How this skill works

The skill supplies concrete component patterns, Tailwind-first CSS snippets, and Stimulus + Turbo controllers you can drop into a Rails app. It inspects common UX concerns—breakpoints, touch targets, animations, reduced-motion preferences, dark-mode toggling, loading indicators, and form flows—and offers ready JS controllers and markup to control behavior.

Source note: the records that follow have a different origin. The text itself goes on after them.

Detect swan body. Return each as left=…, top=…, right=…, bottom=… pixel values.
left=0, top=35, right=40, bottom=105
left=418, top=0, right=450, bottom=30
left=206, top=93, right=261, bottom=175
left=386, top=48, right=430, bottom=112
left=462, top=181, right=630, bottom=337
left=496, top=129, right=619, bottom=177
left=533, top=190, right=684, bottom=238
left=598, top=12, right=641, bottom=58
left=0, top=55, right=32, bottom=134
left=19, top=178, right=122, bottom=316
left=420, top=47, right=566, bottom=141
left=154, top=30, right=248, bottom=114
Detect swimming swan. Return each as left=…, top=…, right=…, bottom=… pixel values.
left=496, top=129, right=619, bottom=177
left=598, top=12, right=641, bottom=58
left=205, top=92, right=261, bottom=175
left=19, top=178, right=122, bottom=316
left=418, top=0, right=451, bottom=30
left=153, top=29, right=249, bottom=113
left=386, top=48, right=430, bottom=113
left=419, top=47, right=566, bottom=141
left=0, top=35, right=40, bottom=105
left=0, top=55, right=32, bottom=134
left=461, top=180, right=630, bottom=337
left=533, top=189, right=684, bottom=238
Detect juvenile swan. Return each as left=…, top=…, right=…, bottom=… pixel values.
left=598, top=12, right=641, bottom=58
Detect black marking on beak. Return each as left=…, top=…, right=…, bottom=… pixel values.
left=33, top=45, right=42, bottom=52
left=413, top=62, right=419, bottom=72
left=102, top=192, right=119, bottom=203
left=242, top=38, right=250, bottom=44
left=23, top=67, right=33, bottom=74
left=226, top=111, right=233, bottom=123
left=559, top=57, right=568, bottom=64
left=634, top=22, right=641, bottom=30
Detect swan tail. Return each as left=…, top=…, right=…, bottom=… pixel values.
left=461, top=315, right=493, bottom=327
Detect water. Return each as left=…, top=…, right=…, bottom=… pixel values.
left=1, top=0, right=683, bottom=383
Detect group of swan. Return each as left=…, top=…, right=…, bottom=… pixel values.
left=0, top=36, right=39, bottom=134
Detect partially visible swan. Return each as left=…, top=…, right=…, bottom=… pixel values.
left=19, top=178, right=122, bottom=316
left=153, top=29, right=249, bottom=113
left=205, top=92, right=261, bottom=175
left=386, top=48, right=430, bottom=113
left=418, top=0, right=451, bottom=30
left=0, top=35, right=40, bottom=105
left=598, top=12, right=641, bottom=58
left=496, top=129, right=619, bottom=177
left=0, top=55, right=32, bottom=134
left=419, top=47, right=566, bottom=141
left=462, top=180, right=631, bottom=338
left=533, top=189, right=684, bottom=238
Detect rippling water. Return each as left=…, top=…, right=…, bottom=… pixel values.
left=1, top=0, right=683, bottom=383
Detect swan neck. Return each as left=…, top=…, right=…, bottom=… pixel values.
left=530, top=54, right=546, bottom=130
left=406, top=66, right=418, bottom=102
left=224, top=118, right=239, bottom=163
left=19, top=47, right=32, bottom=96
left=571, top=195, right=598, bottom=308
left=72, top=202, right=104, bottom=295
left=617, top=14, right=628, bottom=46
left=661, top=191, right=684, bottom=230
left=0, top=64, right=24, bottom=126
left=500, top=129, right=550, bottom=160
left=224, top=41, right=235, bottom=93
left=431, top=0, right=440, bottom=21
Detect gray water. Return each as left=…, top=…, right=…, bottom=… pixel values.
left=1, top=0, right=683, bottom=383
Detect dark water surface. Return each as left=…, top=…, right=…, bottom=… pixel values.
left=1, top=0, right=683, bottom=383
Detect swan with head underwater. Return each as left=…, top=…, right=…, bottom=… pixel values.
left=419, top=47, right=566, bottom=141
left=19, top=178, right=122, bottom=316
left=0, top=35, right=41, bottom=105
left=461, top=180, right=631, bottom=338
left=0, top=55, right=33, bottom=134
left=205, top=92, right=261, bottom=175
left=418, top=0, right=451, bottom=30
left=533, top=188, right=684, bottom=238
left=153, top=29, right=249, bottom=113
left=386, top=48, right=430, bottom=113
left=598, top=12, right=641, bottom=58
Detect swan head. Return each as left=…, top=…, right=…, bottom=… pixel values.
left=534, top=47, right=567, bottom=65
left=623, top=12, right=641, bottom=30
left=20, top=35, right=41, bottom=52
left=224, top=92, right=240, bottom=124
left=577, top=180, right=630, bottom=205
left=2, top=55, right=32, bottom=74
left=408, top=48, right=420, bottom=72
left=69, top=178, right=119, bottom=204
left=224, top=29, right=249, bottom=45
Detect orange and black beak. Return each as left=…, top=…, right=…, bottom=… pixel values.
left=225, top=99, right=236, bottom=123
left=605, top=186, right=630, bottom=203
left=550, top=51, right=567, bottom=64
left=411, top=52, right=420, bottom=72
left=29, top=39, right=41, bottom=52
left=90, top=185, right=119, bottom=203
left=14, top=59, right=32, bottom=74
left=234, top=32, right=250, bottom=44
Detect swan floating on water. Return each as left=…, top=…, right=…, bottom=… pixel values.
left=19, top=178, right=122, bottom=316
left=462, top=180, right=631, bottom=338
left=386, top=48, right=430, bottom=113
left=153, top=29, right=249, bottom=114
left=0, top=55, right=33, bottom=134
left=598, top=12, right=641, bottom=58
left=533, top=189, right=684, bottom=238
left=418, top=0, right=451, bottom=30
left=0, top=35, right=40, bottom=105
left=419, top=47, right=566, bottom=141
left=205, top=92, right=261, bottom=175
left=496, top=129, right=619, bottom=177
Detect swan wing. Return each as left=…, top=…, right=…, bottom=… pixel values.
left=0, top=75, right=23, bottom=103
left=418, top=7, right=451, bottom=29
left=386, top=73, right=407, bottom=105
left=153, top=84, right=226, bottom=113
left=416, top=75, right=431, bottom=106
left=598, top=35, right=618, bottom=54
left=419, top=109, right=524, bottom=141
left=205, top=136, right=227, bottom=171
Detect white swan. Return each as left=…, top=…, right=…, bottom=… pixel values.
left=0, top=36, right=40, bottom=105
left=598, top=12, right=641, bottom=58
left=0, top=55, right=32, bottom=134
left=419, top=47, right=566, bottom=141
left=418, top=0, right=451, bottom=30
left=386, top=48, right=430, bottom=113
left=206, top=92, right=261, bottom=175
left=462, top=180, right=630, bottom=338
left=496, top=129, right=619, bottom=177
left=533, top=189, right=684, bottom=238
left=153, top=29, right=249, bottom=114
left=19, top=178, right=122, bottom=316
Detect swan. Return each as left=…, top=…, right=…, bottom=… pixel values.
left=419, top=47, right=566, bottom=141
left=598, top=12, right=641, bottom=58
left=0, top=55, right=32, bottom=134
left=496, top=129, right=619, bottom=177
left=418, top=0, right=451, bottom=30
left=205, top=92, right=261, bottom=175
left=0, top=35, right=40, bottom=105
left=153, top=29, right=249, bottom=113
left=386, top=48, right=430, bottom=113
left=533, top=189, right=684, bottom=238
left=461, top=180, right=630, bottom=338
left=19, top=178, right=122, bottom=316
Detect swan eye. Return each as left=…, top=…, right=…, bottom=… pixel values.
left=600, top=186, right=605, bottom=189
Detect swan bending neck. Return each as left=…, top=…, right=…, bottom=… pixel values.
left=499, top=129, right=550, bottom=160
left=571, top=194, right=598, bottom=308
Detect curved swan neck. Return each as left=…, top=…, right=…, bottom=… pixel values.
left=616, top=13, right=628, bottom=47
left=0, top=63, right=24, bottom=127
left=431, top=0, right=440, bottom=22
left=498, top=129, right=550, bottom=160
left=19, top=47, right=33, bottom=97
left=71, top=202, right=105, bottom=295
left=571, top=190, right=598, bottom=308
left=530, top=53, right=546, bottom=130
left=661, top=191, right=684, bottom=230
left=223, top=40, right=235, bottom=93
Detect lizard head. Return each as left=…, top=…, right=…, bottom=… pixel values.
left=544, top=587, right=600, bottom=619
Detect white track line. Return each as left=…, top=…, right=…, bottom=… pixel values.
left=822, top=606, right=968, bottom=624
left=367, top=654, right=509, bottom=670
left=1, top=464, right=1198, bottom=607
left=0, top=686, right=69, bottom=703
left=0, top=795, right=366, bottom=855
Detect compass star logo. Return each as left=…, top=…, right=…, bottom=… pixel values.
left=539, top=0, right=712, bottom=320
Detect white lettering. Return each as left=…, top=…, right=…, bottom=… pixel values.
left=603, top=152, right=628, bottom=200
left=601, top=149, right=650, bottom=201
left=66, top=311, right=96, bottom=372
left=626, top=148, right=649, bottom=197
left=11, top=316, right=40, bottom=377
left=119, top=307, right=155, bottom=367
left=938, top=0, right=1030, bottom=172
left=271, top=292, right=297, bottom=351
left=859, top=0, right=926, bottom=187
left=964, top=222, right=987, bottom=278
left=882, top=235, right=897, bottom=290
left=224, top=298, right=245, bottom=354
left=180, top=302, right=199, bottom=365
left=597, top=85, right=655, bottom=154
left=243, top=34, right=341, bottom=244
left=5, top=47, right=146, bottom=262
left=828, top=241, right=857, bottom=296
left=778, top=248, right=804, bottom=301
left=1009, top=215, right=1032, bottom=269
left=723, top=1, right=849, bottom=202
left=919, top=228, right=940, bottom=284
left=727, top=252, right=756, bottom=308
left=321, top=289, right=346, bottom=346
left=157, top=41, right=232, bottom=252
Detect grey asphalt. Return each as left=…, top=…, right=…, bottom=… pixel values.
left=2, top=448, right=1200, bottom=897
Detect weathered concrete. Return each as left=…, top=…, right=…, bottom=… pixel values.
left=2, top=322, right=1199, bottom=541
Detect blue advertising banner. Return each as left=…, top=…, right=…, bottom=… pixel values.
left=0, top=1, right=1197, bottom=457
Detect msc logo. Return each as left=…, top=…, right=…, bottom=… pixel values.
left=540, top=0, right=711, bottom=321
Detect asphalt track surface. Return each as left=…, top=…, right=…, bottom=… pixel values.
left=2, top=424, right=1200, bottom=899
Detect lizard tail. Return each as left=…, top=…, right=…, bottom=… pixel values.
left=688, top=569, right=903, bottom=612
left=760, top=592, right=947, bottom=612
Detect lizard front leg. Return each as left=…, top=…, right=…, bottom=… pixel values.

Patterns are aimed at minimizing layout shifts and improving perceived performance for Core Web Vitals.

When to use it

  • Building responsive, mobile-first pages and navigation for Rails views
  • Adding micro-interactions, page transitions, modals, or drawer animations
  • Implementing dark mode with a persistent toggle and system fallback
  • Designing loading states: skeletons, spinners, progress bars, and toasts
  • Improving form UX: inline validation, multi-step flows, and autosave
  • Optimizing perceived and real performance to meet Core Web Vitals

Best practices

  • Design mobile-first: apply base styles for small screens and layer up with Tailwind breakpoints
  • Respect accessibility: 44x44px touch targets, ARIA on interactive elements, and motion-reduced support
  • Use class-based dark mode and persist preference in localStorage with a fallback to system preference
  • Prefer subtle, fast transitions (200–300ms) and keep animations disabled for users who prefer reduced motion
  • Use skeletons and progressive loading to reduce layout shift and improve perceived speed
  • Measure and iterate on Core Web Vitals (LCP, FID/INP, CLS) when adding visual enhancements

Example use cases

  • Replace desktop-only tables with responsive card layouts on mobile and a full table on large screens
  • Add Turbo-based page transitions and Stimulus controllers for fade/slide animations between views
  • Implement a site-wide dark-mode toggle that persists user choice and respects system settings
  • Create accessible modal and drawer components with backdrop click handling and body-scroll lock
  • Show skeleton loaders and an animated progress bar during long imports or report generation

FAQ

Yes. Patterns assume Tailwind utility classes and complement Stimulus/Turbo controllers commonly used in modern Rails apps.

How do I support users who prefer reduced motion?

Wrap animations with motion-safe utilities and include a prefers-reduced-motion media query to disable or shorten transitions for those users.